Sementara itu, Rafli (bukan nama sebenarnya) (11) teman sekelas Nadia, bercerita bahwa ia pernah menulis permintaan yang agak nyeleneh.
“Aku pernah nulis minta burger, soalnya pengin kayak di restoran. Eh, sama SPPG dibikinin burger sehat pakai ayam. Enak juga ternyata. Jadi kalau mau request tinggal tulis aja di ompreng,” kata Rafli.
Kepala SD Borunawati II, Untung Suripto, membenarkan kebiasaan siswa menitipkan “surat cinta” dalam ompreng. Menurutnya, hal itu membuat anak-anak merasa dilibatkan dalam program MBG.
“Anak-anak jadi punya rasa memiliki. Mereka senang bisa berkomunikasi dengan dapur yang menyiapkan makanan.
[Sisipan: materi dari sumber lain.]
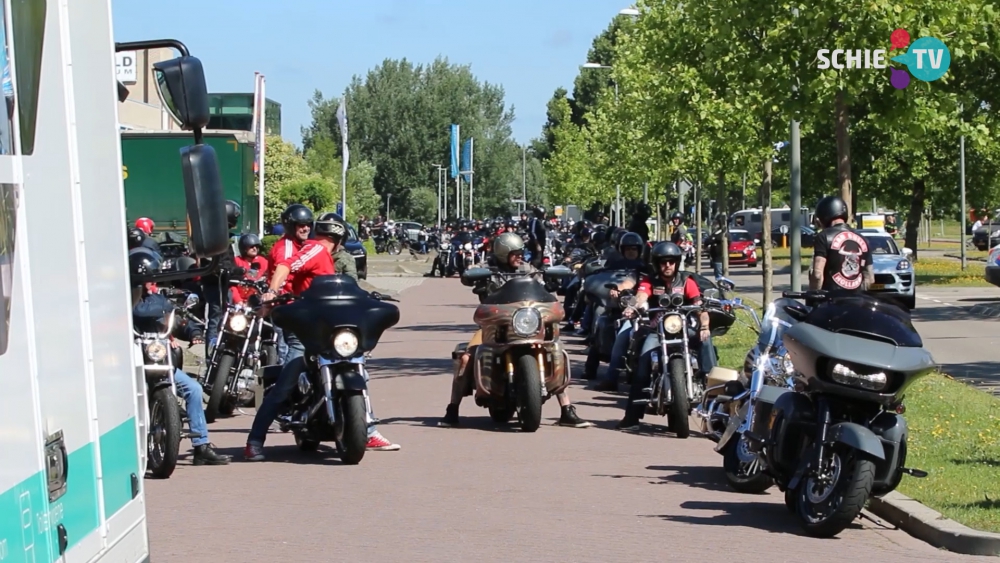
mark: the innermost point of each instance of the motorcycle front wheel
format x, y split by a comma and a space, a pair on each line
164, 433
828, 505
744, 469
354, 441
677, 414
529, 393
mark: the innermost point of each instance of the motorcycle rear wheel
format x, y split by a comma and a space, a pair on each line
677, 413
354, 442
165, 433
218, 377
849, 491
529, 393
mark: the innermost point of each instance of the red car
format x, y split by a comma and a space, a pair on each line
742, 249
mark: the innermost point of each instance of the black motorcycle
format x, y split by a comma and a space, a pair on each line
337, 323
246, 342
840, 437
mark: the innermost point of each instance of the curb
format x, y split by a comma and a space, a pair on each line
930, 526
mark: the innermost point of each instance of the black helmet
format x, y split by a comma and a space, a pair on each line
248, 241
143, 261
630, 239
830, 208
232, 212
331, 225
665, 251
295, 214
135, 237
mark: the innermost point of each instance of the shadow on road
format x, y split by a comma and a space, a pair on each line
767, 516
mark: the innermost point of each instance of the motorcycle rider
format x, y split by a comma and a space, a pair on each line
215, 287
665, 278
638, 224
508, 252
842, 258
149, 309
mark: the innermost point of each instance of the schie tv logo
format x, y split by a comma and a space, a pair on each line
927, 59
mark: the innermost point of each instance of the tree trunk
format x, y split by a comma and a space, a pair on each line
916, 212
844, 154
722, 198
765, 236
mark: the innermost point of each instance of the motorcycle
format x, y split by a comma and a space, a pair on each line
728, 406
338, 323
246, 341
521, 362
165, 415
840, 436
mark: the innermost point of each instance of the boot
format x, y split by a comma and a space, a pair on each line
205, 454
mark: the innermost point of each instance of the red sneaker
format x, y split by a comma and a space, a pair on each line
378, 443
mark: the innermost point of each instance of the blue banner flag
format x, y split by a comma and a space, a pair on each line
454, 151
466, 161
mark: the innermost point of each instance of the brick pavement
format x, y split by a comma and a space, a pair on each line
482, 494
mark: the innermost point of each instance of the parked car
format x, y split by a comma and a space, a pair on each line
742, 248
893, 268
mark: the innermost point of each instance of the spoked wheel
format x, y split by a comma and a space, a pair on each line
529, 393
828, 500
354, 438
744, 468
164, 433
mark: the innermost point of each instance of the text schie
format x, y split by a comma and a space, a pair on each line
856, 58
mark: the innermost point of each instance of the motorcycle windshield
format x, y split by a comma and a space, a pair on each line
331, 304
776, 321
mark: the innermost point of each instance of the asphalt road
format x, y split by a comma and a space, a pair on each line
479, 493
966, 345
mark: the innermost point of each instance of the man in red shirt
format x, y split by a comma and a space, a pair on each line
313, 260
664, 279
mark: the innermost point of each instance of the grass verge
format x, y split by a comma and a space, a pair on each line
954, 436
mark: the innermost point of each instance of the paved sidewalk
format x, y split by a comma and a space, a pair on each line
482, 494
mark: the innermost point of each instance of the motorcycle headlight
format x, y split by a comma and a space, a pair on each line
237, 322
673, 324
156, 351
345, 343
871, 381
526, 321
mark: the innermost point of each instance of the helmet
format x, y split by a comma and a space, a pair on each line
248, 241
505, 244
145, 224
629, 239
232, 212
331, 225
830, 208
143, 261
296, 214
135, 237
665, 251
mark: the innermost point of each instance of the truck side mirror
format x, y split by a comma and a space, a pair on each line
181, 85
206, 201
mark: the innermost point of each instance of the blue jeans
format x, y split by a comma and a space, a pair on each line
643, 378
289, 378
190, 391
618, 351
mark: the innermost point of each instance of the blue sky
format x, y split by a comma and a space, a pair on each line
530, 47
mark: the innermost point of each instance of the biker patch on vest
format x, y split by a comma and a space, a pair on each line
851, 247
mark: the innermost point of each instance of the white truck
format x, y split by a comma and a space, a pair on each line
72, 405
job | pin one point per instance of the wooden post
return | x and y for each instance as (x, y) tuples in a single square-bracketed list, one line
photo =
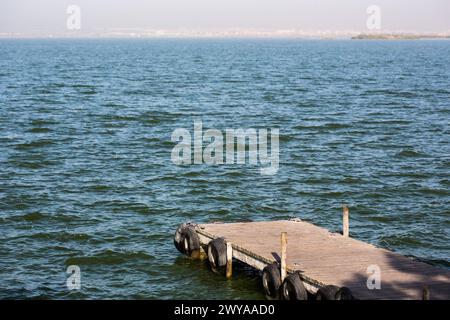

Itu membuat mereka lebih terbuka untuk mencoba menu baru,” ujar Untung.
Ia menambahkan, fenomena ini juga membantu guru dalam mendampingi siswa.
“Kalau ada anak yang awalnya tidak suka sayur, lama-lama jadi terbiasa karena tahu suaranya didengar,” kata dia.
Bagi tim dapur SPPG, ompreng bukan hanya wadah makanan, tapi juga jembatan komunikasi dengan anak-anak.
Surat-surat kecil itu menjadi pengingat bahwa makanan yang dimasak setiap dini hari bukan sekadar porsi gizi, melainkan bentuk kepedulian terhadap tumbuh kembang generasi muda.
“Rasanya menyentuh sekali. Anak-anak menulis dengan tulus, dan itu jadi penyemangat bagi kami yang memasak sejak jam tiga pagi,” kata Athaya.